NHL deputy commissioner Bill Daly went on the record with THN saying NHL players are not going to the 2018 Olympics, and Hockey Canada announcing team building plans should cement that idea.
Hockey Canada is due to announce its plans for team building for the 2018 Winter Olympics Tuesday afternoon, while USA Hockey has targeted Aug. 4 for its unveiling. And it’s clear these unique Olympics will not be your father’s Olympics, or your older brother’s. Or anything you’ve seen in a long, long time.
First things first. A tiny, miniscule sliver of hope of the NHL participating emerged last week with a report that Russian players were telling people there was a backup NHL schedule for this season that included a window for competition in Pyeongchang. There’s been talk that NBC has been pressuring the league to send its players, and that game times haven’t been revealed yet because there is still some maneuvering being done to get the games played at a more reasonable hour in North America, which would be a far less reasonable hour in South Korea.
Well, unless everyone is lying, there is nothing to suggest that anything like that is going to happen. Both sides of hockey’s two solitudes – at the moment they are the NHL and the NHL Players’ Association – insist that the dream of NHLers playing in these Olympics is dead, never to be revived.

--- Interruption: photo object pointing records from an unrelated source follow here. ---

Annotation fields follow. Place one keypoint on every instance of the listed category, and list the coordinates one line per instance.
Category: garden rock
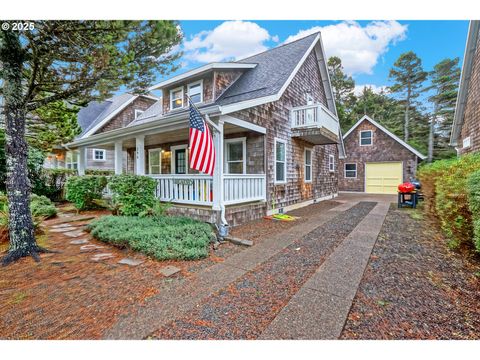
(79, 242)
(90, 247)
(99, 257)
(76, 233)
(169, 270)
(130, 262)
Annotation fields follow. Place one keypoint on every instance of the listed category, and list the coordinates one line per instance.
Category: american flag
(202, 151)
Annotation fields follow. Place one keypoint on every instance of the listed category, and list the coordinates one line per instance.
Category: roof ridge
(279, 46)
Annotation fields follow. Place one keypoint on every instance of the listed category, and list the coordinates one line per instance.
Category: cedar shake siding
(383, 149)
(275, 117)
(471, 120)
(127, 115)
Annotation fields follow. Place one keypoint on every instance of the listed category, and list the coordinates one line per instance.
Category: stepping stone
(64, 229)
(59, 226)
(130, 262)
(79, 242)
(99, 257)
(169, 270)
(75, 233)
(90, 247)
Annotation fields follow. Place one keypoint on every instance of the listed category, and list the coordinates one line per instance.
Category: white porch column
(140, 154)
(82, 160)
(118, 157)
(218, 189)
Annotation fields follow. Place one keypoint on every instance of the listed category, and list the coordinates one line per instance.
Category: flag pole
(207, 118)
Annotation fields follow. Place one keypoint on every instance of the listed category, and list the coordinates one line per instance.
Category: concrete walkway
(320, 308)
(177, 298)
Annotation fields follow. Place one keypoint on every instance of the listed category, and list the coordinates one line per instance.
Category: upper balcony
(315, 124)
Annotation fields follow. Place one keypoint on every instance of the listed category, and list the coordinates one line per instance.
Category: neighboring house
(376, 160)
(120, 110)
(466, 124)
(277, 140)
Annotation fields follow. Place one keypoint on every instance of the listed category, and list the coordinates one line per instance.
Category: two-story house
(277, 136)
(466, 124)
(119, 110)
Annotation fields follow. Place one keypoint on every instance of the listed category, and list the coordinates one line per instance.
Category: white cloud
(358, 47)
(376, 89)
(230, 40)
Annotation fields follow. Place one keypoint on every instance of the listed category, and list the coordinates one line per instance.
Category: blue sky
(367, 48)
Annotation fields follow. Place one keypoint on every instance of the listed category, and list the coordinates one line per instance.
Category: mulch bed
(262, 228)
(246, 307)
(69, 296)
(414, 287)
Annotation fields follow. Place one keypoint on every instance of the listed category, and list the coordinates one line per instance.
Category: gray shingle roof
(153, 110)
(267, 78)
(95, 112)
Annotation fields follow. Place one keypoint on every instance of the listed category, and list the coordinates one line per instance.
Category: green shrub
(133, 193)
(163, 238)
(473, 185)
(52, 183)
(445, 186)
(41, 206)
(103, 172)
(84, 190)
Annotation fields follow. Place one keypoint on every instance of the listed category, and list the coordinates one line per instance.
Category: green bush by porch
(446, 187)
(163, 238)
(473, 186)
(84, 190)
(132, 194)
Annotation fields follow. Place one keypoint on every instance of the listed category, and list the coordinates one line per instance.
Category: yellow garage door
(383, 178)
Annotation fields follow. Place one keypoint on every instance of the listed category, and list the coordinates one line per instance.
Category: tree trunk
(20, 224)
(430, 138)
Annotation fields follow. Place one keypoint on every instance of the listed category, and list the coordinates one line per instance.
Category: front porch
(239, 175)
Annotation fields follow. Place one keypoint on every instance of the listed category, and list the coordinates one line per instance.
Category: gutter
(470, 50)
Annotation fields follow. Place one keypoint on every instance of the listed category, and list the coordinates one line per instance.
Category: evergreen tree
(444, 79)
(74, 62)
(342, 86)
(408, 76)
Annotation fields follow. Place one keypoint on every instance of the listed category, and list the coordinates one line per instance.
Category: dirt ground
(414, 287)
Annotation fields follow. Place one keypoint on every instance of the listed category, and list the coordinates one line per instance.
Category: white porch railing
(314, 116)
(184, 189)
(240, 188)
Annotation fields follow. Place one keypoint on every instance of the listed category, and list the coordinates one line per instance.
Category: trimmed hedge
(444, 184)
(473, 187)
(41, 206)
(82, 191)
(163, 238)
(132, 194)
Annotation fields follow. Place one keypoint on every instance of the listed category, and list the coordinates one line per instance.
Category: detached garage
(376, 160)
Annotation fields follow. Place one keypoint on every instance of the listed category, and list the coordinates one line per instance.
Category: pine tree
(444, 79)
(409, 76)
(74, 62)
(342, 86)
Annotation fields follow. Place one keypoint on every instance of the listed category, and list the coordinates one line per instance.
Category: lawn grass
(163, 238)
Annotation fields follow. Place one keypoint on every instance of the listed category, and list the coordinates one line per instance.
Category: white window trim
(201, 89)
(104, 155)
(138, 112)
(150, 164)
(305, 165)
(172, 158)
(331, 161)
(243, 140)
(345, 171)
(360, 137)
(277, 140)
(182, 97)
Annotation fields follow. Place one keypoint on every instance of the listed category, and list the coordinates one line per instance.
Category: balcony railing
(314, 116)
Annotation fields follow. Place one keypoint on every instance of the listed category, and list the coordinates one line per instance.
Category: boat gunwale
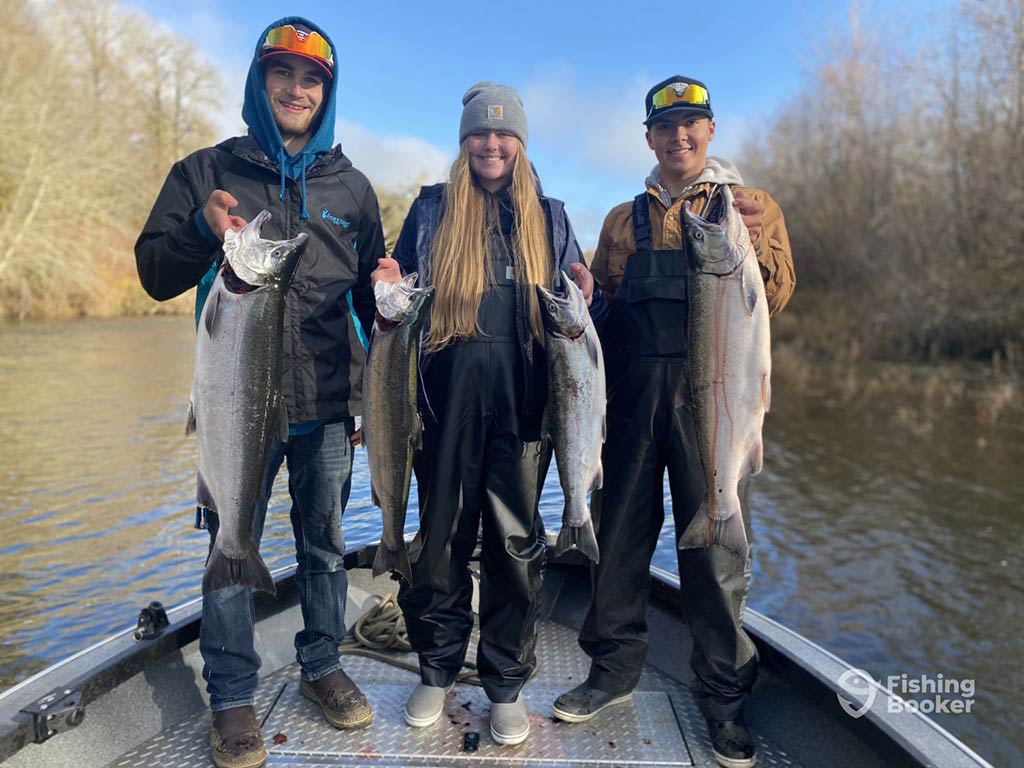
(120, 656)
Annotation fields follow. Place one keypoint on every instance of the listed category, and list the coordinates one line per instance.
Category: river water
(893, 541)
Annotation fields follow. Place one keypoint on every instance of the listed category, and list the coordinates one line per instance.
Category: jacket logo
(327, 215)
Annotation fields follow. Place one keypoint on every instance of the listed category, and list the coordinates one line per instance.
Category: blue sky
(582, 69)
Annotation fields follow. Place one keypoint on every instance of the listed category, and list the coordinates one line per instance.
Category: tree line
(900, 170)
(899, 165)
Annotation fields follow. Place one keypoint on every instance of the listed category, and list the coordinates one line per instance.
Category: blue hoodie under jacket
(330, 303)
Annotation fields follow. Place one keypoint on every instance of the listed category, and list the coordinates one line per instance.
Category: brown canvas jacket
(616, 244)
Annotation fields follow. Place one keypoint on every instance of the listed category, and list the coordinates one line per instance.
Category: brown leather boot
(340, 699)
(236, 740)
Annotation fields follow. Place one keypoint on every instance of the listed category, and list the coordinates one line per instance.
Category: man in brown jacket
(643, 270)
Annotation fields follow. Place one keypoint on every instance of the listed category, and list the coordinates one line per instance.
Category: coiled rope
(381, 634)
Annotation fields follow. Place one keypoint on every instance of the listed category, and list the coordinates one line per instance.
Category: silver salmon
(237, 407)
(730, 370)
(392, 430)
(574, 418)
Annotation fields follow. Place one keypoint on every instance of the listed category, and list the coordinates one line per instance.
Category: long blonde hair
(460, 258)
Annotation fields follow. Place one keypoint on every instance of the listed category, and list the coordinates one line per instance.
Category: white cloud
(392, 162)
(598, 126)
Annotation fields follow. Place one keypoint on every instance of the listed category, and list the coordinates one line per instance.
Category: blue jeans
(320, 478)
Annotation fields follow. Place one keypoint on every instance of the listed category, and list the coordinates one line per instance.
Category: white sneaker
(426, 705)
(509, 722)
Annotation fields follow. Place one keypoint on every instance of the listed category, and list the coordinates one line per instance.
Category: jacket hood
(257, 115)
(717, 171)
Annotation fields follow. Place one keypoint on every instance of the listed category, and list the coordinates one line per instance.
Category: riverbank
(897, 551)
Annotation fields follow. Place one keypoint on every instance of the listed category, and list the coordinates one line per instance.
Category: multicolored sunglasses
(686, 94)
(287, 39)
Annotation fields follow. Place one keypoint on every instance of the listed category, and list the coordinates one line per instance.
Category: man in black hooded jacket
(289, 165)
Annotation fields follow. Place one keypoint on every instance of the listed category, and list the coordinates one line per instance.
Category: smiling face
(295, 88)
(680, 143)
(492, 158)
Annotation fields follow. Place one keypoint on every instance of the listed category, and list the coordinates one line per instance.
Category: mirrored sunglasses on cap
(680, 94)
(287, 39)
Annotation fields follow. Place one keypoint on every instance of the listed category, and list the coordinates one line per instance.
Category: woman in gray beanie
(483, 241)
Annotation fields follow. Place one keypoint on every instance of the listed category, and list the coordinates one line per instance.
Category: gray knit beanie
(488, 107)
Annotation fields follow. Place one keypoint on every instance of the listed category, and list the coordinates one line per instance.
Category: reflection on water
(895, 544)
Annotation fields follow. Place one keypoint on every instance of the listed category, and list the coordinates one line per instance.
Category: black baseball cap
(677, 94)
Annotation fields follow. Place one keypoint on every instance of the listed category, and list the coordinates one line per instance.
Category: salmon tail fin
(393, 559)
(727, 532)
(249, 571)
(581, 538)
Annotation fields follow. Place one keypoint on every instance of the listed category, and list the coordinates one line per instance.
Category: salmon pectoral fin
(283, 421)
(416, 440)
(593, 346)
(750, 291)
(210, 315)
(756, 460)
(248, 571)
(725, 531)
(581, 538)
(393, 559)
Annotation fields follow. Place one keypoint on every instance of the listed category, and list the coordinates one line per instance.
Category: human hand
(387, 271)
(217, 216)
(752, 212)
(584, 280)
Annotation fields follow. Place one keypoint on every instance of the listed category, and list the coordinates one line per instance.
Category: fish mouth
(256, 261)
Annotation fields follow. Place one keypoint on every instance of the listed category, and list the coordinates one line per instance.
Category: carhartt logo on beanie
(488, 107)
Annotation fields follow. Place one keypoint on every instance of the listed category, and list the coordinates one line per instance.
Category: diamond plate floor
(662, 728)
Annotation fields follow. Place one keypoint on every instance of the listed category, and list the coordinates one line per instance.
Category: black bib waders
(650, 429)
(481, 463)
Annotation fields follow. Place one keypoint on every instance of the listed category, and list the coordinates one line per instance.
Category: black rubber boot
(731, 743)
(585, 701)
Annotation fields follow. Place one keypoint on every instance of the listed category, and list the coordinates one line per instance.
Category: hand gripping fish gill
(391, 427)
(730, 369)
(574, 418)
(237, 408)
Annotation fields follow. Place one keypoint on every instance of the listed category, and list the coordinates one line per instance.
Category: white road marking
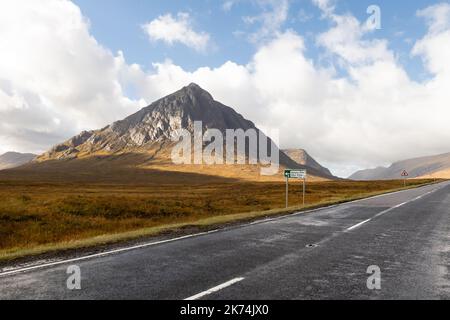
(388, 210)
(358, 225)
(215, 289)
(106, 253)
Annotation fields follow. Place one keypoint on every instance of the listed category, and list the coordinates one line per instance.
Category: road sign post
(295, 174)
(405, 175)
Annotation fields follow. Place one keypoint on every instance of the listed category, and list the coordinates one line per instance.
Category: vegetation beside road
(41, 217)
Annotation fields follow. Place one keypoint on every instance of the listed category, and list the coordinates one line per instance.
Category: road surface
(323, 254)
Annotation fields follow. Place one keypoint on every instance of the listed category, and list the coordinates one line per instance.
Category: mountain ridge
(13, 159)
(150, 130)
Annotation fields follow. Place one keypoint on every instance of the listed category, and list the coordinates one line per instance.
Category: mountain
(424, 167)
(302, 157)
(14, 159)
(144, 139)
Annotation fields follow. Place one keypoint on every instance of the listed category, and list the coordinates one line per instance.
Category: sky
(356, 83)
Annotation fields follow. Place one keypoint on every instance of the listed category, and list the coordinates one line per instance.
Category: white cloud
(274, 14)
(55, 79)
(228, 5)
(179, 29)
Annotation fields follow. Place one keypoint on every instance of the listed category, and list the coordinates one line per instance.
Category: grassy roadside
(181, 225)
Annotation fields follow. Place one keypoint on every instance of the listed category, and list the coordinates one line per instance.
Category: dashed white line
(358, 225)
(215, 289)
(388, 210)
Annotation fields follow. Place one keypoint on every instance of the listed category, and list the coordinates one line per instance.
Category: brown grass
(38, 217)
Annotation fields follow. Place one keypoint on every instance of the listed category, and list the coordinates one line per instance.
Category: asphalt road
(319, 255)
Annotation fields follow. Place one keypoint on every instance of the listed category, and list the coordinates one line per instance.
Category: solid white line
(389, 210)
(215, 289)
(106, 253)
(97, 255)
(358, 225)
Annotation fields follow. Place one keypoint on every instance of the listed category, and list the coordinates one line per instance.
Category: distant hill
(303, 158)
(15, 159)
(143, 140)
(423, 167)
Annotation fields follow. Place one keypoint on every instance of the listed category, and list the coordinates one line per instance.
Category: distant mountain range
(302, 157)
(424, 167)
(143, 140)
(15, 159)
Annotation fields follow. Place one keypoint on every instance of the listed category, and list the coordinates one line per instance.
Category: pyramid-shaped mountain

“I’m happy to be on the record,” NHL deputy commissioner Bill Daly said in an email to THN.com. “There is not an alternative schedule. Having NHL Players participate in the 2018 Winter Olympic Games is not an available option. All of the international federations are planning appropriately for constructing teams that will not include NHL players. I anticipate there will be federation announcements in the coming days that should eliminate any and all continuing doubt or skepticism about the issue.”
That’s what Hockey Canada has planned for Tuesday. And unlike in the pre-NHL days of the Olympics, it does not appear that either Canada or USA will have a centralized team that will be picked early in the season and play and practice together for the months leading up to the Olympics. Instead, both federations are looking at more of a World Championship-type model, which means they will put the teams together not long before the Games and take their chances with a team that is thrown together without a ton of preparation.
The players will be comprised largely of players who are toiling in European leagues and those who are on AHL contracts, with the possibility of some junior and college players thrown into the mix. So that means you can look for players such as Jonathan Blum and Jordan Greenway on the USA roster. Blum, a former NHLer, is under contract to the KHL team in Vladivostok this coming season and could end up being the captain of the American team. Greenway, a second-round pick of the Minnesota Wild in 2015, was on the roster for the U.S. team at the World Championship in 2017 and is going into his junior year at Boston College.
So now all that appears to be remaining is what to do with rogue NHL players. So here’s how it’s likely going to play out. Sometime in the near future, the league is going to introduce an edict that no player on either a one- or two-way NHL contract will be allowed to play in the Olympics, citing the standard players’ contract as its justification. It’s important the league does this because then it will take team owners off the hook for preventing players from going to the Olympics. The owner will then be able to say to the player, “Look, I’d love to send you, but the league forbids it.”
Shortly after that edict, the NHLPA will file a grievance claiming that individual player contracts are between the player and the team and if the owner gives his blessing, the player should be free to play in the Olympics. It will likely go to an arbitrator who will make a ruling one way or another.
In any event, this could be an Olympic Games like no other, particularly if the NHL decides Pyeonchang is a one-off and goes to the 2022 Games in China. But that’s a long way, and a lot of collective bargaining away.